Since 2010, GRACE’s multi-national mission operations and science data analysis teams have overcome numerous technical challenges and developed innovative methods to work around the limitations imposed by aging batteries and limited fuel for flight control to allow the mission to continue to provide its valuable data more than 10 years beyond its intended lifetime.
GRACE-2 is currently orbiting at 305.3 kilometers above Earth, 655 kilometers ahead of and 1,3 kilometers below GRACE-1. With GRACE-2 out of fuel, atmospheric drag on the satellite will increase the separation distance and lower GRACE-2’s altitude relative to GRACE-1. There is no risk of a collision with GRACE-1, and GRACE-2’s orbital altitude does not pose a hazard to other operational satellites.

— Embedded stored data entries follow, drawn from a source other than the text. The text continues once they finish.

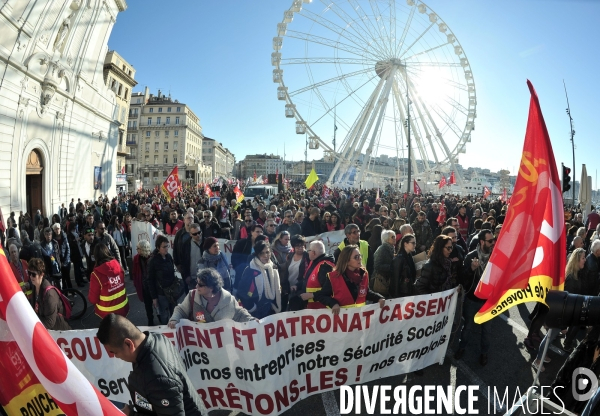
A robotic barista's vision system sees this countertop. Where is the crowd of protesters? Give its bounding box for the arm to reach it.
[2,182,600,376]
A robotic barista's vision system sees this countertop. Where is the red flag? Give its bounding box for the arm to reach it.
[475,81,566,323]
[436,202,446,225]
[439,175,446,189]
[483,186,492,199]
[413,179,421,195]
[0,250,122,416]
[448,171,456,185]
[160,166,180,201]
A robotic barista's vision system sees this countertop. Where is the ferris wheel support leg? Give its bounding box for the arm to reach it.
[329,74,385,184]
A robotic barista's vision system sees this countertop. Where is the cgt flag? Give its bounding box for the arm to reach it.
[475,80,566,323]
[0,249,122,416]
[160,166,180,201]
[413,179,421,195]
[233,185,244,203]
[483,186,492,199]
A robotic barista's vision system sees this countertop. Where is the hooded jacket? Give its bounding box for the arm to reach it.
[129,332,208,416]
[88,259,129,318]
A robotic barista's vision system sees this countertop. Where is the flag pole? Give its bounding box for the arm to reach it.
[563,79,581,208]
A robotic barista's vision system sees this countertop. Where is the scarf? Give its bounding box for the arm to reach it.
[345,269,362,285]
[250,257,281,313]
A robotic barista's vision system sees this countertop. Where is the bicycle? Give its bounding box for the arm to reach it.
[56,285,88,321]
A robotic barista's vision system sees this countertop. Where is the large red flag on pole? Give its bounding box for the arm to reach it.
[0,249,122,416]
[413,179,421,195]
[475,81,566,323]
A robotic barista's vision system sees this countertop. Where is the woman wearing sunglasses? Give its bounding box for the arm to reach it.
[169,268,254,328]
[313,244,385,315]
[415,234,454,295]
[27,258,71,331]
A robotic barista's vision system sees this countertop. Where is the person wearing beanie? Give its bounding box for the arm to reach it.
[196,237,233,292]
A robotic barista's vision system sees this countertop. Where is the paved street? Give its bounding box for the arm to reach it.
[71,258,566,416]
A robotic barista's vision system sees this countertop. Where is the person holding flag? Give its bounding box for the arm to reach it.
[454,230,496,366]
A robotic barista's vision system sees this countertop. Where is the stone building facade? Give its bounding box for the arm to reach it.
[0,0,127,215]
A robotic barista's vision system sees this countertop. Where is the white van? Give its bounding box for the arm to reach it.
[244,185,279,204]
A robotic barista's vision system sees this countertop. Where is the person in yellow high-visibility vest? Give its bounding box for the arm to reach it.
[333,224,373,274]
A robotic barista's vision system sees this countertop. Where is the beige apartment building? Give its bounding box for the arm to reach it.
[126,87,212,189]
[202,137,235,178]
[104,51,137,191]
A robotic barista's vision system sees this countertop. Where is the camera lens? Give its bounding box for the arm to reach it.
[546,290,600,329]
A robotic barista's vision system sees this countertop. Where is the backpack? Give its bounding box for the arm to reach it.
[44,285,72,319]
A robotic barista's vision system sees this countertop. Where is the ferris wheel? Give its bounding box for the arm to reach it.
[271,0,477,187]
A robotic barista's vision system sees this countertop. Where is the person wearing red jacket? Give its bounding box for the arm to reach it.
[88,243,129,318]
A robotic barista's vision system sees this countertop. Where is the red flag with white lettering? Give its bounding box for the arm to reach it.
[439,175,446,189]
[475,81,566,323]
[413,179,421,195]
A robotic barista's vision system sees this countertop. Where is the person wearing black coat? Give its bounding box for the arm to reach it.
[96,313,208,416]
[415,234,454,295]
[148,235,177,325]
[388,234,417,299]
[67,222,85,287]
[454,230,496,366]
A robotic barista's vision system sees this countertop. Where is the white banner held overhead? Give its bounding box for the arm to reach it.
[50,289,457,415]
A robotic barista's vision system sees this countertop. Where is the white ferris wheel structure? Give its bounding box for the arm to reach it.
[271,0,477,188]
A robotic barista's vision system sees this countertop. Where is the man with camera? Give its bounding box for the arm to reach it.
[454,230,496,366]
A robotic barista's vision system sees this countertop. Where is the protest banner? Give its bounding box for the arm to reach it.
[51,289,457,415]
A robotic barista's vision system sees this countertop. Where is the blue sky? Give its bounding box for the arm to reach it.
[109,0,600,189]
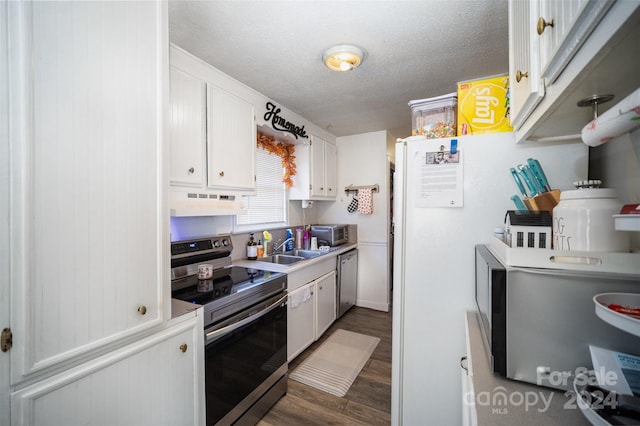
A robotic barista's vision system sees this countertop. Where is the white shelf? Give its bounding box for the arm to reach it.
[613,214,640,231]
[593,293,640,337]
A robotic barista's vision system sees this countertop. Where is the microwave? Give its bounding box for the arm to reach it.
[311,225,349,247]
[475,245,640,390]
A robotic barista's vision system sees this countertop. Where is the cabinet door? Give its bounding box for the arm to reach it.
[3,2,170,384]
[11,316,204,426]
[315,271,336,340]
[169,67,207,188]
[311,136,325,197]
[287,282,316,361]
[207,83,256,191]
[324,142,338,198]
[535,0,613,85]
[509,0,544,129]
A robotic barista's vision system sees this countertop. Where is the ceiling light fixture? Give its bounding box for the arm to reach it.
[322,44,364,72]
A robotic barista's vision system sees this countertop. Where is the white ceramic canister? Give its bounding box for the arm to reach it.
[553,188,629,252]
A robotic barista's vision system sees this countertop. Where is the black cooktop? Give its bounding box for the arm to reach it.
[171,266,284,305]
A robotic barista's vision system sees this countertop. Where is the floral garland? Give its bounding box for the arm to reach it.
[257,132,296,188]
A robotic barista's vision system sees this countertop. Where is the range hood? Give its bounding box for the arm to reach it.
[169,191,247,217]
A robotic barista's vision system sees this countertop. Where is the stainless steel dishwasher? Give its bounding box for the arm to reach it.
[336,249,358,318]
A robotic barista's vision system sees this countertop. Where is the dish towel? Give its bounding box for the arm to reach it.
[358,188,373,214]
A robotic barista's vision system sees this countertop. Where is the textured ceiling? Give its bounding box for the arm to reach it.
[169,0,509,137]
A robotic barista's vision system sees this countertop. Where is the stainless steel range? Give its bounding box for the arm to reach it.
[171,235,287,425]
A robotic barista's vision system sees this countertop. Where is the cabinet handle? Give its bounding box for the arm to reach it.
[536,16,556,35]
[516,70,529,83]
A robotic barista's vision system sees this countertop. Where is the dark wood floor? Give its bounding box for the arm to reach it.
[258,306,391,426]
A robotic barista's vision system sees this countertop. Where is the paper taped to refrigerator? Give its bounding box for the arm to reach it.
[414,150,464,208]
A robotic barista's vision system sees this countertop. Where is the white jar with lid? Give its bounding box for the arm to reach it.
[553,188,629,252]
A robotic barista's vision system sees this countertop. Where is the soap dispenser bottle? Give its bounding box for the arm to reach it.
[247,233,258,260]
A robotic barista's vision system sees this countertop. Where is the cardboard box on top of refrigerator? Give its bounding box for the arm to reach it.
[457,74,513,136]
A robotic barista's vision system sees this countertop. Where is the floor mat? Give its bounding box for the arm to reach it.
[289,329,380,397]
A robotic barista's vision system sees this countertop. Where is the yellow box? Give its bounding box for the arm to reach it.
[458,74,513,136]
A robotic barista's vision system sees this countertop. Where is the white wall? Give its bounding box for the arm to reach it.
[315,131,393,311]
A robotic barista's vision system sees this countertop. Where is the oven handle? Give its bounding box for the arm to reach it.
[205,294,288,344]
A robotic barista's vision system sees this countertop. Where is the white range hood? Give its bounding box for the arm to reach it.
[169,191,247,217]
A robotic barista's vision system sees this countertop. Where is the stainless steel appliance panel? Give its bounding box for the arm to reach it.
[476,245,640,390]
[336,249,358,318]
[311,225,349,247]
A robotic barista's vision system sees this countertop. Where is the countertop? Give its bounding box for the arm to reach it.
[232,243,358,273]
[463,311,591,426]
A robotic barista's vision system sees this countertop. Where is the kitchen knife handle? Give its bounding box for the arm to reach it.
[527,158,551,192]
[511,195,529,212]
[509,167,527,197]
[522,164,544,195]
[518,164,538,197]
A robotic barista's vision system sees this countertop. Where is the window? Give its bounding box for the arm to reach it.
[235,148,287,231]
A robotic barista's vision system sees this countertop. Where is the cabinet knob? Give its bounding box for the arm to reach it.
[516,70,529,83]
[536,16,556,35]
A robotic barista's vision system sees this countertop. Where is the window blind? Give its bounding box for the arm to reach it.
[236,148,286,226]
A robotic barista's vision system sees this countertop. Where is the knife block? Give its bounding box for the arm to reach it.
[522,189,560,213]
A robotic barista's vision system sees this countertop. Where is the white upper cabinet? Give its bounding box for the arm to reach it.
[509,0,544,127]
[207,83,256,191]
[1,2,170,384]
[509,0,640,143]
[289,135,337,200]
[169,46,256,203]
[169,67,207,188]
[534,0,613,84]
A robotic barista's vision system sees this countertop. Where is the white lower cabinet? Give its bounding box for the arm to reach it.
[315,271,336,340]
[287,269,336,361]
[11,309,205,426]
[287,282,315,361]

GRACE-2 will be safely deorbited and is expected to reenter the atmosphere and burn up by mid-to-late November. A few small pieces are expected to survive reentry and reach the ground, but the risk they pose to anyone is minimal and well within NASA requirements for satellite reentry and orbital debris.
Operations of GRACE-1 will continue, with all of its remaining fuel being used to complete a series of accelerometer calibration maneuvers that will be used to improve the scientific return and insights from the 15 year record left by GRACE. All mission activities involving GRACE-1 will be completed by the end of the year, followed by decommissioning of GRACE-1 and atmospheric reentry in early 2018. NASA and the German Space Operations Center will jointly monitor both GRACE satellites as they deorbit and reenter the atmosphere.
“The GRACE Mission Operations Team composed of DLR/GSOC, Airbus Defense and Space GmbH, JPL, University of Texas and GFZ has done a superb job to extend the nominal mission life time by more than a factor of three”, says Frank Flechtner, co-principal investigator at GFZ. “It is of course a great pity that the monthly observation of mass transport in system Earth has ended after 15 and a half years. However, we now look forward to a successful launch of the successor tandem mission GRACE Follow-on in early 2018. It promises even more precise measurements of the Earth’s gravity field due to an innovative Laser Ranging Interferometer, a technology demonstrator for next generation gravity missions developed by a German/American joint collaboration, and will thus yield further important contributions to Earth system science.”
The principle of the mission: Each of the twin GRACE satellites operates by transmitting microwave signals that are received by the other GRACE satellite. The timing of the received signals is used to precisely measure the small accelerations and decelerations caused by changing mass on the Earth below the spacecraft, which alter the distance between them very slightly. GRACE’s monthly maps of regional variations in global gravity over the past 15-plus years have shown how water, ice and solid Earth material on or near Earth’s surface has moved.
GRACE is a joint NASA/DLR mission led by the principal investigator Byron Tapley at the University of Texas at Austin and co-principal investigator Frank Flechtner at GFZ. GRACE ground segment operations are currently co-funded by GFZ, DLR and the European Space Agency. JPL manages GRACE for NASA’s Science Mission Directorate in Washington.